We Are Marching Along: Martha's Vineyard and the Civil War
On exhibit through April 12, 2012
Using the museum's collections and contemporary newspaper accounts, letters, and diaries, visitors will discover how the Civil War affected life on the Island and see the war through the eyes of some of the men who fought, and some who stayed home: Elisha Smith, the only Vineyarder to fight at Gettysburg; Alfred Rose, a Wampanoag boy who enlisted only to die two months later in battle at Petersburg, Virginia; Edgar Marchant, the fiery editor of the Vineyard Gazette who urged readers to "fight until every rebel is exterminated;" Charles Macreading Vincent, who described his wartime experiences in letters home; and Thomas M. Peakes, witness to the bombardment of a Confederate ship that was flying the flag of surrender.
One hundred and fifty years ago, when the Civil war began, many of the Island's men were already away from home, working at sea.

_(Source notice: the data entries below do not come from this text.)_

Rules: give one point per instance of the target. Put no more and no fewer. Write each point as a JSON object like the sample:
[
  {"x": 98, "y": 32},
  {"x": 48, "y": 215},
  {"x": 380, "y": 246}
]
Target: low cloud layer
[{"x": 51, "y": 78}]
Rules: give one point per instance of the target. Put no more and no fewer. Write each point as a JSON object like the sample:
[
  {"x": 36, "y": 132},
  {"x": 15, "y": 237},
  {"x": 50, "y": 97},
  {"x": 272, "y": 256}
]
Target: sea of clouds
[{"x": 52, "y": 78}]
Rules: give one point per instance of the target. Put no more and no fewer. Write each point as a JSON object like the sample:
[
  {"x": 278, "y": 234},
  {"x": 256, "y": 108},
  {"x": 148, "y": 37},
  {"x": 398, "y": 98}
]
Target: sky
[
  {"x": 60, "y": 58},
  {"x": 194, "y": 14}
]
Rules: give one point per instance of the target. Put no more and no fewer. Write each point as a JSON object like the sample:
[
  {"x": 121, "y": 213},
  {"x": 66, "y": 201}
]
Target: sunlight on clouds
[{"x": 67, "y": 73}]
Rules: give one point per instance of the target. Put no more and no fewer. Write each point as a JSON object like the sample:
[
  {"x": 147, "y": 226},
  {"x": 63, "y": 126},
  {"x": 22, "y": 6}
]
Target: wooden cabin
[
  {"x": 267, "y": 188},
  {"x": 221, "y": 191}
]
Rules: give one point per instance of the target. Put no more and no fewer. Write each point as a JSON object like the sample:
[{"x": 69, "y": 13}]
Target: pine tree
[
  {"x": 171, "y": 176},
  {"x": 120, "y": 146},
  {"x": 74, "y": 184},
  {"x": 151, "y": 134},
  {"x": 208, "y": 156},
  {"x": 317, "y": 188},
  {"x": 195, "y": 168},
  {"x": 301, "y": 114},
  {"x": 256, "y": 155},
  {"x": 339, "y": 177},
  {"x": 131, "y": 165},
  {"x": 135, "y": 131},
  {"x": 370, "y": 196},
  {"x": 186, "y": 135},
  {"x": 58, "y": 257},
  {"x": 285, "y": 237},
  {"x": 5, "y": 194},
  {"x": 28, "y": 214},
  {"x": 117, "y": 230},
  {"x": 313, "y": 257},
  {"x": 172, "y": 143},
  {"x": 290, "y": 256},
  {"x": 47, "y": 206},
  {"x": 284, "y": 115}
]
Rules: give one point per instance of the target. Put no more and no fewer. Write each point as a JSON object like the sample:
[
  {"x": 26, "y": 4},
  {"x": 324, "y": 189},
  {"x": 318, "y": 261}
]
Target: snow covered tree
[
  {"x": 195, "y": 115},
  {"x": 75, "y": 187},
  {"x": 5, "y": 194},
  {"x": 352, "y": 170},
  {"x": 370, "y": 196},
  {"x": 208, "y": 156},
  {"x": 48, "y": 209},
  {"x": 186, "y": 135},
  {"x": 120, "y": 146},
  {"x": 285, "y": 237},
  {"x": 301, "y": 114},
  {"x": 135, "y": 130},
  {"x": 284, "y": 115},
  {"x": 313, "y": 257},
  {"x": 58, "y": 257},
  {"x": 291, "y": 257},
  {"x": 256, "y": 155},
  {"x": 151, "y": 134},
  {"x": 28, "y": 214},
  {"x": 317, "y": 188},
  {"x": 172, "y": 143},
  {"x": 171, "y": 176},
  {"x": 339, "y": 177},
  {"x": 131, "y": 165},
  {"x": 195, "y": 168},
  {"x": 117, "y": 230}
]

This did not exempt the towns from their quotas once the draft was instituted. Islanders' changing attitudes toward the war, the struggle to fill quotas, and to count the men already serving in the Navy toward the draft quotas, are all recorded in the Vineyard Gazette from 1861 through 1865. The paper also chronicles daily life, making it clear that war was not always uppermost in the minds of the people who lived here. Gazette reports from the Agricultural Fair and photographs of Methodist camp meetings can be seen in the exhibit alongside rosters of enlisted men, a petition to the Commonwealth asking for fairer treatment in the draft, and a brilliantly-colored boy's uniform.